The results of our study showed that when they executed it well, organizations that deployed revenue ops in some form grew revenue nearly three times faster than those that did not.
Public companies with revenue ops also had 71 percent higher stock performance. These findings further prove that alignment is the key to building a revenue engine focused at once on customer needs and the organization’s growth goals.
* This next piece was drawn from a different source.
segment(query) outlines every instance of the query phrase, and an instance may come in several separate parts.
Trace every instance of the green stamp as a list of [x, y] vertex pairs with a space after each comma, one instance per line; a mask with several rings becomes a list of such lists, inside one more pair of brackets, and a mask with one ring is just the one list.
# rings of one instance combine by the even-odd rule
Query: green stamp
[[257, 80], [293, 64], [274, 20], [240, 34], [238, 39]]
Why, then, are so many marketing leaders so concerned about what revenue ops means for their role and the level of respect and authority for marketing within their organization?
A CMO’s job gets better when revenue ops is done right.
Let us get past our fear of repeating mistakes by not allowing them to happen again as we deploy revenue operations.
The path has some risk of being hijacked by an approach led inordinately by sales.
Our study showed that in 46 percent of organizations in which revenue operations is a centralized function, that function reports to a CRO. Twenty-four percent of those organizations indicated that it reports to a centralized operations leader (e.g. chief operating officer).
Marketing is the function least managed by CROs, who are 2.9 times more likely to manage sales than marketing and 1.6 times more likely to manage sales than customer success.
This data suggests that today, revenue operations most likely is not living up to its full potential because marketing is not part of the team.
SO, HERE IS my challenge to marketing leaders.
As the saying goes, “Be the change you wish to see in the world.”
Fear should not cause you to dismiss the potential of revenue operations to enhance marketing’s contribution and amplify its impact on business growth and the customer experience.
Revenue ops will not take away your seat at the table. It will give you a better one – but only if you show up and do not let anxiety hold you back. Are you with us?